I think heroic deeds were all conceiv'd in the open air, and all free poems also....

—Walt Whitman, "Song of the Open Road"

Is this Schumpeter's creative destruction at work? SDSU told over a hundred people they no longer have jobs this week. My Web friend Tasiyagnunpa Livermont is among them. Her response to this unpleasant turn of events: an epiphany... and a roadtrip:

I've decided to follow a path that has the trappings of destiny.

Why?

Because, I've had the epiphany that I'm not a secretary (or fundraiser or other profession), I'm a storyteller.

True to that, I am following God's leading into the literal between leaf and sky place&ndashthe open road with my sidekicks and launching a place-specific sustainable living website.

We're travelling all summer, visiting real people of the prairie who are doing amazing things in sustainability at the local, grassroots, home-grown level&ndashbuilding content for the site with stories via word, pictures and video [Tasiyagnunpa Livermont, "Between Leaf and Sky Literally: Goodbye Cottage, Hello Open Road!" Between Leaf and Sky, 2011.04.11].

You are not fully American if you do not feel some tingle at the prospect of an adventure on the open road. I've waxed poetic about travelers and Walt Whitman previously on these pages, and I look forward to seeing Livermont's journal of her peripatetic summer with her two sons.

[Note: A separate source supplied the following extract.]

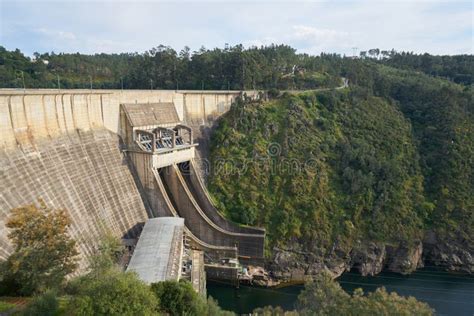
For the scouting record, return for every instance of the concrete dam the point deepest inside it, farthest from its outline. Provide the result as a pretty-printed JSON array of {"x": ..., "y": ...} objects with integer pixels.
[{"x": 114, "y": 159}]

But that tingle is tinged with honest fear, the visceral twinge we feel watching someone leap off a cliff. Livermont is rummage-saling most of her stuff and setting off at the end of May for a summer under open sky, sleeping with her family every night in a tent, and hoping to find great stories, an audience, and advertisers who can cover her expenses. This leap is a gamble, a huge gamble, a risk very few of us would take.

Tip your hats, neighbors, to this brave storyteller. And Tasi, when you're in Lake County, we have a lakeside cabin for you.

Related: SDSU is cutting its parks management program. Retiring park management professor Russ Stubbles says the program currently has 40 students and a 100% job placement rating. That's 40 more students who will have to leave South Dakota to get their education.

2 Comments

  1. Tasiyagnunpa 2011.04.14

    Wow, Cory! Didn't know you'd covered my launch into nomad's land, until I started seeing traffic over on my blog. :) Thanks.

    To be clear, I do not know for sure if my position was terminated or not. I, along with many other career service professionals, still do not know that.

    Unlike my fellows though who are now waiting for the ax to fall or not, I happened to make this leap days before we found all this out. Turns out I had a plan, before I knew I might need a plan.

    May definitely have to stop by Lake County one of these days. :) Take care, and I hope you enjoy my upcoming work, as much as I have enjoyed yours.

    --Tasi

    P.S. Yes, you're right this is somewhat crazy. But, as I tell my poor mother, it's well-planned crazy.

  2. caheidelberger Post author | 2011.04.14

    "well-planned crazy"—sounds like a title for a great business book!